Cylindrite is a sulfosalt mineral containing tin, lead, antimony, and iron with the formula: Pb3Sn4FeSb2S14. It is a most unusual sulfide mineral. It is a mineral consisting of sulfur, lead, antimony, and tin and being dark gray with metallic luster
It was first discovered in the Santa Cruz mine, Oruro Department, Bolivia in 1893. The name arises from its curious cylindrical crystal which it forms almost uniquely among minerals.
- Category: Sulfosalt minerals
- Formula: Pb3Sn4FeSb2S14
- Crystal system: Triclinic
- Member of: Cylindrite Group
It forms triclinic pinacoidal crystals which often occur as tubes or cylinders which are in fact rolled sheets.
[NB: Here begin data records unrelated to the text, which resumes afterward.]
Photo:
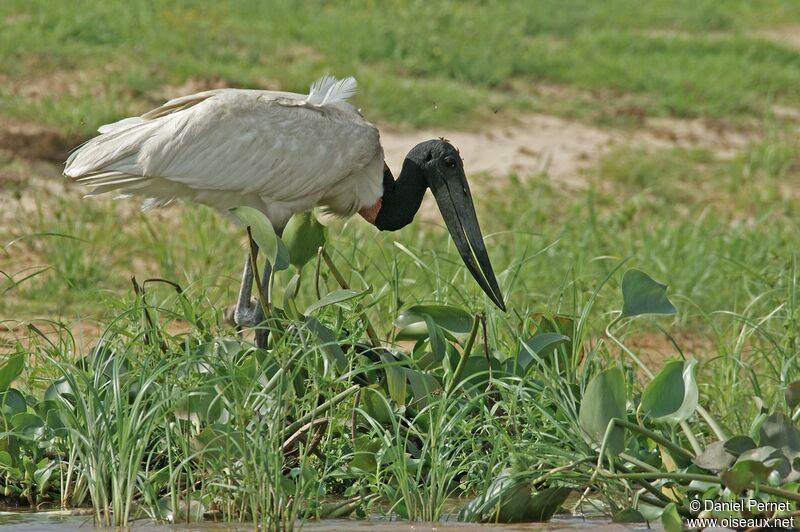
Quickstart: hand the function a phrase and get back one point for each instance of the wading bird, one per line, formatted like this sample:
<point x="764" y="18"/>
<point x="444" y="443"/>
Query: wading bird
<point x="281" y="153"/>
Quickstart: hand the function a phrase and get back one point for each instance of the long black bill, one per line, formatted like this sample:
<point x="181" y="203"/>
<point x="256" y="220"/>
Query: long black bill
<point x="458" y="211"/>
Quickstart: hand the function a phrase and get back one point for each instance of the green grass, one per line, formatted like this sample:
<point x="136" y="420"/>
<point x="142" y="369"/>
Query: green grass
<point x="175" y="415"/>
<point x="90" y="63"/>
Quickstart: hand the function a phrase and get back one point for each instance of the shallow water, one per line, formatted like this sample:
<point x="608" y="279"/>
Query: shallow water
<point x="69" y="522"/>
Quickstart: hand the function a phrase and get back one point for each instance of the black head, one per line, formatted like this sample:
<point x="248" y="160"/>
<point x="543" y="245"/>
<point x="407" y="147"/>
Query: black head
<point x="443" y="170"/>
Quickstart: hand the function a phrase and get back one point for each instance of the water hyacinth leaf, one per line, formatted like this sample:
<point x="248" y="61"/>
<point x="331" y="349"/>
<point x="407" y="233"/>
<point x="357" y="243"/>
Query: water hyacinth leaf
<point x="376" y="406"/>
<point x="670" y="519"/>
<point x="303" y="236"/>
<point x="60" y="389"/>
<point x="204" y="403"/>
<point x="415" y="331"/>
<point x="12" y="402"/>
<point x="423" y="386"/>
<point x="503" y="501"/>
<point x="545" y="503"/>
<point x="628" y="515"/>
<point x="714" y="457"/>
<point x="336" y="297"/>
<point x="6" y="462"/>
<point x="642" y="295"/>
<point x="793" y="395"/>
<point x="736" y="445"/>
<point x="395" y="379"/>
<point x="10" y="370"/>
<point x="604" y="400"/>
<point x="437" y="341"/>
<point x="540" y="345"/>
<point x="328" y="343"/>
<point x="264" y="235"/>
<point x="672" y="396"/>
<point x="449" y="318"/>
<point x="364" y="456"/>
<point x="742" y="475"/>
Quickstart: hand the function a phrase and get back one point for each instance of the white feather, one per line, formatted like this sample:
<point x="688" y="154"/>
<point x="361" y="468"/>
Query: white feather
<point x="125" y="123"/>
<point x="231" y="147"/>
<point x="329" y="90"/>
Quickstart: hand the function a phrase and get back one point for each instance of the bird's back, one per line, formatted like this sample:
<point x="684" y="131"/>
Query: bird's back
<point x="279" y="152"/>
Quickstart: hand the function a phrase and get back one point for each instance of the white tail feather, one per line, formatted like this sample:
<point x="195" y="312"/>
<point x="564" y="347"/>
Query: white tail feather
<point x="328" y="89"/>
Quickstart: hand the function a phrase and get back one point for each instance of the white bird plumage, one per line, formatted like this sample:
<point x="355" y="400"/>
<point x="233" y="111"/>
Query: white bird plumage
<point x="279" y="152"/>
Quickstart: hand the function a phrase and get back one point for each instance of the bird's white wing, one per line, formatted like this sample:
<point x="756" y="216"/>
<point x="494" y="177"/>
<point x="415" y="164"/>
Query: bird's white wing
<point x="227" y="146"/>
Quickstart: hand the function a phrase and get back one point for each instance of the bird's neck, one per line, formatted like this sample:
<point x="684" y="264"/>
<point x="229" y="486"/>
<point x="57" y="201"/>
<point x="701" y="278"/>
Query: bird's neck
<point x="401" y="198"/>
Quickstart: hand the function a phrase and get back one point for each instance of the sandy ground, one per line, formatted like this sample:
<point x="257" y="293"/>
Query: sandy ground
<point x="534" y="146"/>
<point x="561" y="149"/>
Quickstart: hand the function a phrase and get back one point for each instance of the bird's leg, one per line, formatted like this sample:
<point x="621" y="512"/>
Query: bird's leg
<point x="245" y="313"/>
<point x="262" y="333"/>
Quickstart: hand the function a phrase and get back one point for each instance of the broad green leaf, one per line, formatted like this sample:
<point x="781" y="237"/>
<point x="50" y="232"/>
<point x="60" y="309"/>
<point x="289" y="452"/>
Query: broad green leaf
<point x="604" y="400"/>
<point x="672" y="395"/>
<point x="545" y="503"/>
<point x="436" y="338"/>
<point x="503" y="501"/>
<point x="736" y="445"/>
<point x="60" y="389"/>
<point x="334" y="298"/>
<point x="364" y="455"/>
<point x="540" y="345"/>
<point x="395" y="379"/>
<point x="793" y="395"/>
<point x="477" y="371"/>
<point x="628" y="515"/>
<point x="376" y="406"/>
<point x="204" y="403"/>
<point x="714" y="457"/>
<point x="670" y="519"/>
<point x="742" y="475"/>
<point x="6" y="462"/>
<point x="264" y="235"/>
<point x="452" y="319"/>
<point x="303" y="236"/>
<point x="328" y="343"/>
<point x="12" y="402"/>
<point x="28" y="425"/>
<point x="642" y="295"/>
<point x="423" y="386"/>
<point x="10" y="370"/>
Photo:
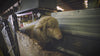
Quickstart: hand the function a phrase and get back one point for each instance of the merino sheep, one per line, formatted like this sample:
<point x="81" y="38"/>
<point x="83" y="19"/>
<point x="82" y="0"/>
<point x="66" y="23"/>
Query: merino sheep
<point x="44" y="30"/>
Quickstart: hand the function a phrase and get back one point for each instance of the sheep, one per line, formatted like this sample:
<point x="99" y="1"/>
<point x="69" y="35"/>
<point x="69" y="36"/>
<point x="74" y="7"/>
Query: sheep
<point x="45" y="30"/>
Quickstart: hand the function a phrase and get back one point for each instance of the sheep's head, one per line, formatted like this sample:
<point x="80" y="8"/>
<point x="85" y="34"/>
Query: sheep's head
<point x="49" y="26"/>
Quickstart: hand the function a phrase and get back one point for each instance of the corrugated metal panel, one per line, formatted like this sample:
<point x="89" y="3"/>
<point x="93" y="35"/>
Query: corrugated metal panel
<point x="81" y="30"/>
<point x="81" y="22"/>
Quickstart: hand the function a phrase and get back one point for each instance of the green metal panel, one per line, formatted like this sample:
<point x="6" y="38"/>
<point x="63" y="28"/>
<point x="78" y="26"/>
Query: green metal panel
<point x="82" y="22"/>
<point x="81" y="31"/>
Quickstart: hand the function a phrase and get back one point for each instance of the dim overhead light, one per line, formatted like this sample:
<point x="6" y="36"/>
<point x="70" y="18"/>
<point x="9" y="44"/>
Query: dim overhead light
<point x="59" y="8"/>
<point x="86" y="3"/>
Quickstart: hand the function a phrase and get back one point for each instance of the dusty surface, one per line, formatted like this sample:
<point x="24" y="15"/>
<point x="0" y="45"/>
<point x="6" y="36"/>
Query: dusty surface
<point x="30" y="47"/>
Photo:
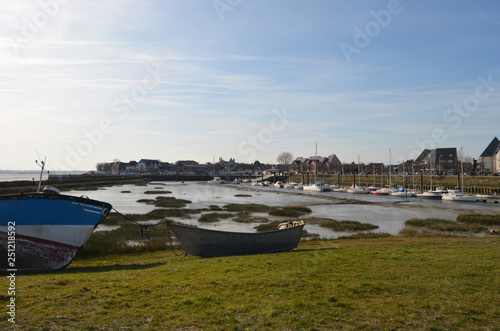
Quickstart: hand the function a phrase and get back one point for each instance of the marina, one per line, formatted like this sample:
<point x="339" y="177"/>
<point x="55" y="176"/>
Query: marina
<point x="389" y="213"/>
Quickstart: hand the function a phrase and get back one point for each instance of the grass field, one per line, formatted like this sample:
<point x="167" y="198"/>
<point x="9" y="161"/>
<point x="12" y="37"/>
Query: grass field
<point x="431" y="283"/>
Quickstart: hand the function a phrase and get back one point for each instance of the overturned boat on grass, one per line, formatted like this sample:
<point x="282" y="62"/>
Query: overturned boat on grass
<point x="205" y="242"/>
<point x="45" y="230"/>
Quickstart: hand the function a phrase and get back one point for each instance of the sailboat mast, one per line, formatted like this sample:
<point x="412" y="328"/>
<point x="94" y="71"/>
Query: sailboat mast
<point x="462" y="168"/>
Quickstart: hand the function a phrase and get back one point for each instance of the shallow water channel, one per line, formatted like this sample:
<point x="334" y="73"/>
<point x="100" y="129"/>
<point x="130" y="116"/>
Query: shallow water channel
<point x="389" y="213"/>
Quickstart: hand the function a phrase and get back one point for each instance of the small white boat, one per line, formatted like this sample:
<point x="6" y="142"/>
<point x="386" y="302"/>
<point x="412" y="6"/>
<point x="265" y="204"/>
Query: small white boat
<point x="440" y="190"/>
<point x="356" y="189"/>
<point x="314" y="187"/>
<point x="429" y="195"/>
<point x="382" y="191"/>
<point x="402" y="192"/>
<point x="488" y="198"/>
<point x="278" y="184"/>
<point x="457" y="195"/>
<point x="216" y="180"/>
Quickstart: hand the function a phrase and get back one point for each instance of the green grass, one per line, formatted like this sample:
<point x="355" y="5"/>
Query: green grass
<point x="370" y="284"/>
<point x="443" y="225"/>
<point x="487" y="220"/>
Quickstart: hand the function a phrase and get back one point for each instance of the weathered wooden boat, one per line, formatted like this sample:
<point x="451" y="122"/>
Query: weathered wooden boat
<point x="45" y="230"/>
<point x="206" y="242"/>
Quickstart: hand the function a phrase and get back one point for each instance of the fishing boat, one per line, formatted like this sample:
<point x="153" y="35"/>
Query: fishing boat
<point x="382" y="191"/>
<point x="317" y="186"/>
<point x="488" y="198"/>
<point x="206" y="242"/>
<point x="356" y="189"/>
<point x="457" y="195"/>
<point x="46" y="229"/>
<point x="429" y="195"/>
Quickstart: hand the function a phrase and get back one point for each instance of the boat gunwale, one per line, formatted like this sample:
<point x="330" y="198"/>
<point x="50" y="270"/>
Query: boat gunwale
<point x="169" y="223"/>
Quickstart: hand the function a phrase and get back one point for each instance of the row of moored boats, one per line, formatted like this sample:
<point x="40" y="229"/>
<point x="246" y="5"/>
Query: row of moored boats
<point x="439" y="193"/>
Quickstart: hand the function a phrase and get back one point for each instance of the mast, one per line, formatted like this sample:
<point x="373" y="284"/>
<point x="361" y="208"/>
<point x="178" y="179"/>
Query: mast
<point x="462" y="168"/>
<point x="42" y="166"/>
<point x="390" y="167"/>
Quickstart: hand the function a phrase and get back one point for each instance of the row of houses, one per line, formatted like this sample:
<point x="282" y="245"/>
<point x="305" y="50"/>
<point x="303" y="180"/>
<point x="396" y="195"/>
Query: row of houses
<point x="157" y="166"/>
<point x="438" y="160"/>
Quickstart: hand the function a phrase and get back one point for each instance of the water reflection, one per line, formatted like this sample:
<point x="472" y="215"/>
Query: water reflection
<point x="389" y="213"/>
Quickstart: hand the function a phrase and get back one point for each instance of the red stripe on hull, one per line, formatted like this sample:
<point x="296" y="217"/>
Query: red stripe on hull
<point x="38" y="254"/>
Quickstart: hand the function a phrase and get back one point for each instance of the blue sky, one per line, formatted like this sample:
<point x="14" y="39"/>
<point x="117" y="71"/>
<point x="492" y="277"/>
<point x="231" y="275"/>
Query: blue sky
<point x="84" y="82"/>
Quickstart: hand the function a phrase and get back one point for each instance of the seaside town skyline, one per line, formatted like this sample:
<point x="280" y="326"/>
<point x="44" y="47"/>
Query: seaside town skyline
<point x="246" y="80"/>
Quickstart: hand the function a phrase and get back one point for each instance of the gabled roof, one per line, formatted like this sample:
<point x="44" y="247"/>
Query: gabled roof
<point x="422" y="156"/>
<point x="492" y="148"/>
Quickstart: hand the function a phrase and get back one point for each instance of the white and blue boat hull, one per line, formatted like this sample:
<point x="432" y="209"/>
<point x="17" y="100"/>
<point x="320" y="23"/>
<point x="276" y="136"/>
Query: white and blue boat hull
<point x="49" y="228"/>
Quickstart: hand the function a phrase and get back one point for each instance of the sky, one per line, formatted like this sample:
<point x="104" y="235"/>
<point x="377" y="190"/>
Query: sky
<point x="84" y="82"/>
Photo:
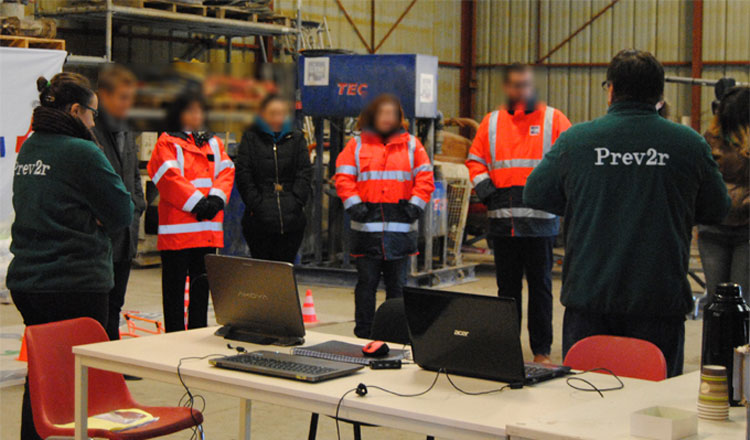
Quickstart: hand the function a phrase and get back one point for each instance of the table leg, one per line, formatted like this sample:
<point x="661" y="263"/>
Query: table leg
<point x="245" y="407"/>
<point x="81" y="400"/>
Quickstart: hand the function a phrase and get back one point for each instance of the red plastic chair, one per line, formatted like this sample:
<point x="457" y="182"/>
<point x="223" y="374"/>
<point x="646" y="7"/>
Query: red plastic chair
<point x="51" y="384"/>
<point x="627" y="357"/>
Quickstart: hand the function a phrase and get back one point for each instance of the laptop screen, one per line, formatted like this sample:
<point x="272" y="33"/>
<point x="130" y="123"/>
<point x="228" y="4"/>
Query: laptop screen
<point x="465" y="334"/>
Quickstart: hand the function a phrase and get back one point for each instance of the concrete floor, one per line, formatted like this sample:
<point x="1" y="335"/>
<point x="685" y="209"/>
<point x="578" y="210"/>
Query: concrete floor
<point x="335" y="308"/>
It has a black to lead grey metallic color with a Mohs hardness of 2 to 3 and a specific gravity of 5.4.
- Formula mass: 1,844.71 g/mol
- Colour: Lead grey, greyish black
- Crystal habit: Cylindrical
- Tenacity: Malleable
- Mohs scale hardness: 2.5
- Lustre: Metallic
- Streak: Black
- Diaphaneity: Opaque
- Specific gravity: 5.4 – 5.42
Occurrence: In tin-bearing hydrothermal veins.
The crystals are actually coiled sheets that give the appearance of having been rolled into tubes or cylinders. Under pressure the sheets, often described as leaves or shells, become uncoiled.
Association: Franckeite, stannite, incaite, potosiite, teallite, jamesonite, boulangerite, cassiterite, galena, pyrite, sphalerite.